### CS/ECE/ISyE 524 &mdash; Introduction to Optimization &mdash; Spring 2023 ###


# Visually-Consistent Image Morphing for Kernel Improvement   #

#### Cole Dilanni  (diianni@wisc.edu)
#### Ilay Raz (email address)
#### Nitzan Orr   (nitzan@cs.wisc.edu)

*****

### Table of Contents

1. [Introduction](#1.-Introduction)
1. [Mathematical Model](#2.-Mathematical-model)
1. [Solution](#3.-Solution)
1. [Results and Discussion](#4.-Results-and-discussion)
  1. [Optional Subsection](#4.A.-Feel-free-to-add-subsections)
1. [Conclusion](#5.-Conclusion)

## 1. Introduction ##

Our project is designing an image distance metric which takes two images and finds how to warp one to best align with the other using mixed integer programming. We achieve our results by assigning each pixel binary variables which determine where in the warped image they will map.

Image similarity algorithms are important for many tasks such as image recognition, image retrieval, and object tracking. The most simple image distance is the pixel-wise $L_2$ distance in which two image matricies of the same size are subtracted from each other and the resulting $L_2$ is their dissimilarity. This example highlights that an image similarity algorithm should return a higher value for pairs of images considered dissiimilar and a lower value for images which are very similar/the same.

One problem with a basic $L_2$ distance metric is the "rigidness" of the pixels. This is to say that two images are only considered similar if their values are similar and their pixel positioning matches exactly. A failure case would be a checkerboard image compared to the same image shifted right one pixel. Even though the content remains the same (there has only been a small translation), the $L_2$ distance metric would return an extremely high value since the pixel positioning does not perfectly align.

To this end, we propose a more general $L_2$ distance metric for computer vision which allows the pixels of one image to shift in a way which best aligns with the comparison image. These shifts must follow certain rules when shifting an image A to best align with image B:
- All pixels from A must map to a point in the shifted version of A
- All pixels in B must have a corresponding value in the shifted version of A
- Pixels cannot cross during shift ($Apixel_left$ cannot be further right than $Apixel_right$ in the final shifted version of the image)

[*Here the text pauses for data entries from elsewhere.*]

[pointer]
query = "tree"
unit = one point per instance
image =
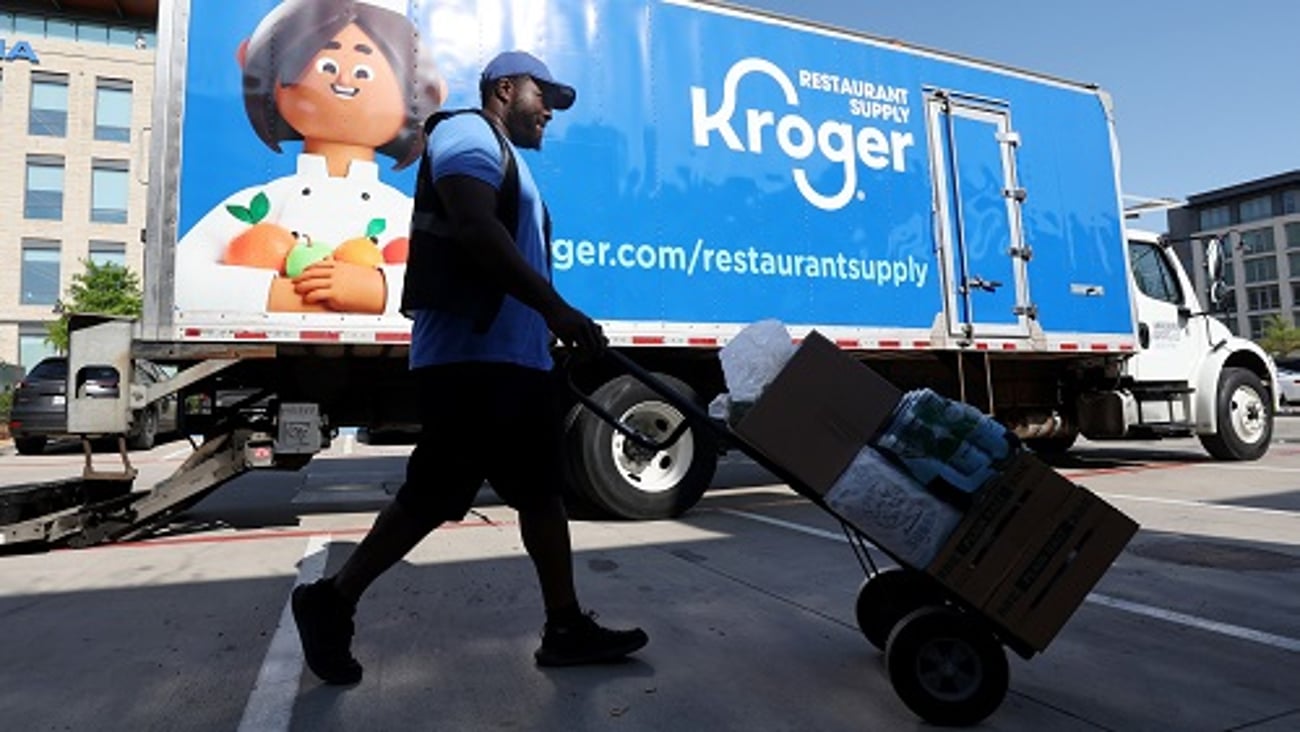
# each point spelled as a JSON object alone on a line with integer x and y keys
{"x": 1279, "y": 337}
{"x": 103, "y": 289}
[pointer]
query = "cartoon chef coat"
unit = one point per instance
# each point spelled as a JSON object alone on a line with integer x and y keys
{"x": 310, "y": 203}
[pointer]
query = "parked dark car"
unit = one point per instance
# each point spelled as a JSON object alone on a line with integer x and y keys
{"x": 40, "y": 406}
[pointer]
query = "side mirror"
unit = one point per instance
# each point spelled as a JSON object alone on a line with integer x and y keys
{"x": 1214, "y": 259}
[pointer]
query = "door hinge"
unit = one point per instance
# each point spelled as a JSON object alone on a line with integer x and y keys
{"x": 1023, "y": 251}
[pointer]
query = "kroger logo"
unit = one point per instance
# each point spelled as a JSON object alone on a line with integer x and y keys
{"x": 797, "y": 138}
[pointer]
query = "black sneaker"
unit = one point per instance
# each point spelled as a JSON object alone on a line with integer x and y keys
{"x": 585, "y": 641}
{"x": 325, "y": 628}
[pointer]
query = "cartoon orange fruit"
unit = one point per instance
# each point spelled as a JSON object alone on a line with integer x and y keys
{"x": 263, "y": 245}
{"x": 359, "y": 251}
{"x": 363, "y": 250}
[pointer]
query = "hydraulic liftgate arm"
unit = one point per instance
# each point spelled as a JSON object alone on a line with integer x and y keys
{"x": 215, "y": 463}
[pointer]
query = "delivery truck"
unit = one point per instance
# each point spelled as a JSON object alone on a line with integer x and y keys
{"x": 954, "y": 222}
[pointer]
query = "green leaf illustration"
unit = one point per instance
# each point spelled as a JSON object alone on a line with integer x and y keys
{"x": 241, "y": 213}
{"x": 260, "y": 207}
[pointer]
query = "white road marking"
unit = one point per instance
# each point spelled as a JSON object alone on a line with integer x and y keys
{"x": 271, "y": 706}
{"x": 1200, "y": 505}
{"x": 1116, "y": 603}
{"x": 1200, "y": 623}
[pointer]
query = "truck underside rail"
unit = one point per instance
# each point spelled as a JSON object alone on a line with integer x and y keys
{"x": 131, "y": 514}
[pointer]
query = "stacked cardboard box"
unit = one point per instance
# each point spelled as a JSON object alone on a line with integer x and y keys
{"x": 1028, "y": 549}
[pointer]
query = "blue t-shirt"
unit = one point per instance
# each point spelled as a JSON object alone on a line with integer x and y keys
{"x": 466, "y": 146}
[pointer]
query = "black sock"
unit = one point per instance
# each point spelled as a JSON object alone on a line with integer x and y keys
{"x": 564, "y": 616}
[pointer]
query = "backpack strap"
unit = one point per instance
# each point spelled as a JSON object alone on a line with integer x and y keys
{"x": 508, "y": 194}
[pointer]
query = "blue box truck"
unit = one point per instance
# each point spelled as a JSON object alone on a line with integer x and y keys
{"x": 954, "y": 222}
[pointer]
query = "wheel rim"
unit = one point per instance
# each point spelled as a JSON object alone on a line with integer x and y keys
{"x": 949, "y": 668}
{"x": 1248, "y": 414}
{"x": 666, "y": 468}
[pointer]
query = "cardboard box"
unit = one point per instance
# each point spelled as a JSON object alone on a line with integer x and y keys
{"x": 1009, "y": 518}
{"x": 818, "y": 414}
{"x": 1048, "y": 584}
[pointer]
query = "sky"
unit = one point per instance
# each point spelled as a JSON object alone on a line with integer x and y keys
{"x": 1207, "y": 94}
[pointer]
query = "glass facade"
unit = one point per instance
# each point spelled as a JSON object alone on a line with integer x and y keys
{"x": 39, "y": 272}
{"x": 1256, "y": 208}
{"x": 43, "y": 196}
{"x": 108, "y": 252}
{"x": 109, "y": 191}
{"x": 113, "y": 111}
{"x": 33, "y": 345}
{"x": 1216, "y": 217}
{"x": 47, "y": 113}
{"x": 86, "y": 31}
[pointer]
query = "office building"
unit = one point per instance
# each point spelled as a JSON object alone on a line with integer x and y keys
{"x": 76, "y": 91}
{"x": 1261, "y": 221}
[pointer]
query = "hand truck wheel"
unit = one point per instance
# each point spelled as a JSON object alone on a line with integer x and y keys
{"x": 945, "y": 667}
{"x": 887, "y": 597}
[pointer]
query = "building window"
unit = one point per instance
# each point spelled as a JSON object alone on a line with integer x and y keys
{"x": 1216, "y": 217}
{"x": 108, "y": 191}
{"x": 1266, "y": 297}
{"x": 108, "y": 252}
{"x": 113, "y": 111}
{"x": 44, "y": 193}
{"x": 39, "y": 272}
{"x": 33, "y": 345}
{"x": 1257, "y": 241}
{"x": 1257, "y": 208}
{"x": 48, "y": 113}
{"x": 1294, "y": 265}
{"x": 1259, "y": 323}
{"x": 1262, "y": 269}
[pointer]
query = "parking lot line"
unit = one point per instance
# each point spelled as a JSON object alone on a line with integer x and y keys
{"x": 271, "y": 706}
{"x": 1116, "y": 603}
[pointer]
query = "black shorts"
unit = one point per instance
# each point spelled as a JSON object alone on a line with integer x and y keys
{"x": 501, "y": 423}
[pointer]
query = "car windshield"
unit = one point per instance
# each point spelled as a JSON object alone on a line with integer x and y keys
{"x": 50, "y": 369}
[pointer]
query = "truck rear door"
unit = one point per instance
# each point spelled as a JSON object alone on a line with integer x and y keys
{"x": 978, "y": 215}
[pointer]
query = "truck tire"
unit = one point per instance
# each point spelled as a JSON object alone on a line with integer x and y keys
{"x": 1244, "y": 418}
{"x": 610, "y": 473}
{"x": 30, "y": 445}
{"x": 1054, "y": 445}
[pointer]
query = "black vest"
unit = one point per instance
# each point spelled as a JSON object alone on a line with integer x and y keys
{"x": 441, "y": 274}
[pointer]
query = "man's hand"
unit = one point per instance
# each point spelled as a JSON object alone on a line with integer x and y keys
{"x": 282, "y": 298}
{"x": 342, "y": 286}
{"x": 576, "y": 330}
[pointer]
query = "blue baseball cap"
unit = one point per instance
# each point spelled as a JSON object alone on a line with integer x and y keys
{"x": 519, "y": 63}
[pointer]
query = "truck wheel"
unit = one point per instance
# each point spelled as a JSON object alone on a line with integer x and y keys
{"x": 1244, "y": 418}
{"x": 627, "y": 483}
{"x": 1056, "y": 445}
{"x": 29, "y": 445}
{"x": 947, "y": 668}
{"x": 887, "y": 597}
{"x": 148, "y": 433}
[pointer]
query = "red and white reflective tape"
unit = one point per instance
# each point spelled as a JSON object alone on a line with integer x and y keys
{"x": 650, "y": 339}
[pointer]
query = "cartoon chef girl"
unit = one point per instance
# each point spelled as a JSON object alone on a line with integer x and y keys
{"x": 345, "y": 77}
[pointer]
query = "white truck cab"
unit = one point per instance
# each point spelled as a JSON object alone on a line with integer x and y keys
{"x": 1191, "y": 375}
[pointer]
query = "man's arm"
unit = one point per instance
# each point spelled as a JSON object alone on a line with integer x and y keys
{"x": 471, "y": 206}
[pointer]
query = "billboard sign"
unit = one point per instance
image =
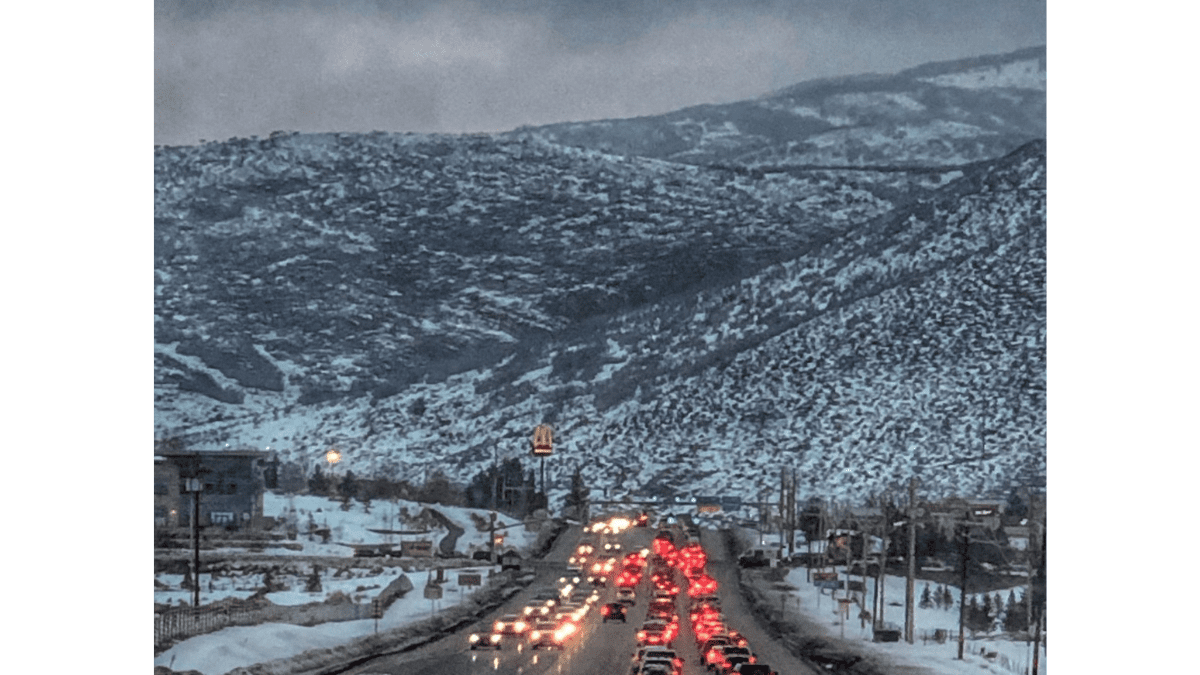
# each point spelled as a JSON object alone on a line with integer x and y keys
{"x": 423, "y": 548}
{"x": 543, "y": 441}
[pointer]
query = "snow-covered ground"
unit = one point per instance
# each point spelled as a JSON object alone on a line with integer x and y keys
{"x": 216, "y": 653}
{"x": 940, "y": 658}
{"x": 221, "y": 651}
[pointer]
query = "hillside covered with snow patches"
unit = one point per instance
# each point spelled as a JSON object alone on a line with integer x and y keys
{"x": 688, "y": 327}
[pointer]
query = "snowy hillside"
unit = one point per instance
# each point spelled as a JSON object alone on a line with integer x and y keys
{"x": 936, "y": 114}
{"x": 424, "y": 302}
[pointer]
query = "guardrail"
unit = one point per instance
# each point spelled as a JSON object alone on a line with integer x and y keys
{"x": 179, "y": 623}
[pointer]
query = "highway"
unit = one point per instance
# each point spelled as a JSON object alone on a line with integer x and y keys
{"x": 598, "y": 649}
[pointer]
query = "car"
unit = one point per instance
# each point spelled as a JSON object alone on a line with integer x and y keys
{"x": 657, "y": 652}
{"x": 731, "y": 662}
{"x": 723, "y": 658}
{"x": 754, "y": 669}
{"x": 652, "y": 664}
{"x": 613, "y": 611}
{"x": 541, "y": 635}
{"x": 510, "y": 625}
{"x": 485, "y": 640}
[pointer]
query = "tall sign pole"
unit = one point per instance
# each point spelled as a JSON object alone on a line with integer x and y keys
{"x": 196, "y": 542}
{"x": 963, "y": 591}
{"x": 909, "y": 586}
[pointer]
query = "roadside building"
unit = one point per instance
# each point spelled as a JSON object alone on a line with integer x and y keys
{"x": 232, "y": 488}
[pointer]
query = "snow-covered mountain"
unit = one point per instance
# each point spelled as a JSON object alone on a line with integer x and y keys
{"x": 688, "y": 324}
{"x": 941, "y": 113}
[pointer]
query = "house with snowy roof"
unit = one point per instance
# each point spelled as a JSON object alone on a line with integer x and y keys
{"x": 231, "y": 488}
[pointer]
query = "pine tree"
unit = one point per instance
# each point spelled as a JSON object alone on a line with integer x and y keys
{"x": 349, "y": 487}
{"x": 1014, "y": 614}
{"x": 579, "y": 494}
{"x": 987, "y": 613}
{"x": 318, "y": 484}
{"x": 973, "y": 622}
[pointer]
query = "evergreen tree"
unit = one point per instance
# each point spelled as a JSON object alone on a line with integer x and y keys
{"x": 313, "y": 583}
{"x": 438, "y": 489}
{"x": 927, "y": 599}
{"x": 271, "y": 475}
{"x": 973, "y": 622}
{"x": 579, "y": 494}
{"x": 292, "y": 481}
{"x": 1014, "y": 614}
{"x": 318, "y": 484}
{"x": 349, "y": 487}
{"x": 987, "y": 613}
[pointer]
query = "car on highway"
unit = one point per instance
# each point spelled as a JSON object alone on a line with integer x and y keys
{"x": 731, "y": 663}
{"x": 543, "y": 635}
{"x": 510, "y": 625}
{"x": 484, "y": 640}
{"x": 648, "y": 652}
{"x": 754, "y": 669}
{"x": 613, "y": 611}
{"x": 652, "y": 664}
{"x": 723, "y": 658}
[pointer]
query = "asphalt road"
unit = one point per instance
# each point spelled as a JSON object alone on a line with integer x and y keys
{"x": 599, "y": 649}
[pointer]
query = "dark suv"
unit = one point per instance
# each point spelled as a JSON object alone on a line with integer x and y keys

To test our algorithm, we will use the MNIST dataset (dataset for handwritten digits 0-9). This dataset is good because it's low resolution (for fast testing), and handwritten digits have the same semantic information (0-9), but are often warped compared to one another, given handwriting differences.







Over the past decade in the Machine Learning field, Neural Networks have become increasingly good at a variety of tasks, including image classification and object detection. One of the parts that is “learned” by the network is the kernel, or a small visual “template” or “recipe” that lets neural networks detect certain patterns in an image. Kernels are matched against incoming images and output how closely the image matches the kernel itself. For example, a kernel that takes on the template of a circle would output higher scores when it is matched against images of wheels or the number zero. While good at pattern-matching, Kernels also function quite rigidly. A kernel looking for circular patterns would find an off-angle shot of a wheel or a messy hand-written digit “0” to be completely foreign and unknown. As such, we have devised a method to enable flexibility of kernels to morph into nearby shapes.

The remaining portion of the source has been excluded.